The architectural vocabulary is strong in this book, and I was gasping for a glossary long before the end, my residual understanding of spandrels being inadequate. I also question the rather inhuman irascibility of Davies’s comments, like ‘tragically cleared for uninspiring public housing in the 1960s’ and ‘finally demolished for public housing in 1958, one of London’s most grievous architectural losses’. In the latter case, the aesthetic value of the original mid-Victorian Columbia Market is absolutely a matter of personal taste, but to complain about the loss of its numerous, pointless gables and faux-Gothic architecture when they were replaced by much-needed homes for the ever-increasing London population seems too ivory tower for my taste. Buildings are to be lived and worked in, after all, not admired as empty white elephants from a distance.

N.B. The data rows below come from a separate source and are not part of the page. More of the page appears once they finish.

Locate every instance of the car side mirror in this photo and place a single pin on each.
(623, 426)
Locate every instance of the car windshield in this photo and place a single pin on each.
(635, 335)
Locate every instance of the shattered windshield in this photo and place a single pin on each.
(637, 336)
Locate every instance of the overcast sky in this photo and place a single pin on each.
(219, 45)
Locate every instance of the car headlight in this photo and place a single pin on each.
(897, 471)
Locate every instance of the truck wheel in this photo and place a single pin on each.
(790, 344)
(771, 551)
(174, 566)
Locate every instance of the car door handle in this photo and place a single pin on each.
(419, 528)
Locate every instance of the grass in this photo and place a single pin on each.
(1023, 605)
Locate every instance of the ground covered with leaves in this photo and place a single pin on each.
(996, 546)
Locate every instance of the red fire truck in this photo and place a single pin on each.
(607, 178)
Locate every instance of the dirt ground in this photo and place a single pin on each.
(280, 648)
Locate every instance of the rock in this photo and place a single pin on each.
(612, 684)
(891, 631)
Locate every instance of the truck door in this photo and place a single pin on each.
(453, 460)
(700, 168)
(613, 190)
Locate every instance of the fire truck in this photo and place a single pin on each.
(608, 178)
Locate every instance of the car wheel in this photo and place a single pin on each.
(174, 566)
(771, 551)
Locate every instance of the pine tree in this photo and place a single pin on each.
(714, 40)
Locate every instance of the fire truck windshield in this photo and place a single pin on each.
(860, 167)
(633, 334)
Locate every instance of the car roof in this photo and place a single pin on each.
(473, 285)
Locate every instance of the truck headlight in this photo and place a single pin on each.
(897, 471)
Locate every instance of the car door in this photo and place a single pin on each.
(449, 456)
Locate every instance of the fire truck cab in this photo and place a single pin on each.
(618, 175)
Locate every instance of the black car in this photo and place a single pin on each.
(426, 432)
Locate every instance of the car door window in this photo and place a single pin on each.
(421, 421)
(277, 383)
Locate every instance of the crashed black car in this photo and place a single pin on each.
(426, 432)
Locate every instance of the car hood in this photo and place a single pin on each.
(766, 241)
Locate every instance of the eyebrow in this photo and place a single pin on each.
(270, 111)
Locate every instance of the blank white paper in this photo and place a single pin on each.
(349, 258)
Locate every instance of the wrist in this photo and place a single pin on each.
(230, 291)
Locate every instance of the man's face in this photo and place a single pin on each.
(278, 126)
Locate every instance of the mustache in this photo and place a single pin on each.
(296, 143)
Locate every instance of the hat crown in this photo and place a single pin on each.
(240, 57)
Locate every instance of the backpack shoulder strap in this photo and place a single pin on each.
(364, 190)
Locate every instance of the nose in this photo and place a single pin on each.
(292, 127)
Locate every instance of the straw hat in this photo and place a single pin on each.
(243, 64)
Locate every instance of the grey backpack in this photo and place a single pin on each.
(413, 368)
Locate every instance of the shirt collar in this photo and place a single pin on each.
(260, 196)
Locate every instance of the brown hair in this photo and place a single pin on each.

Despite those fiddling complaints, I browsed happily upon this immense book for a week. It is a wonder, and a fabulous repository of human history, caught on camera. Each page is a beautiful photo album with detailed, earnest captions, but the photographs are the things that hold your eye, searching for the details you’ve been told about (spandrels!), and wondering who the people are, clustered in the doorways or around the cart.
Philip Davies, Lost London 1870-1945 (London: TransAtlantic Press and English Heritage, 2009), ISBN 978 0 9557949 8 8, £39;99, but I got mine for £20 at the Watts Gallery gift centre, Compton, Surrey.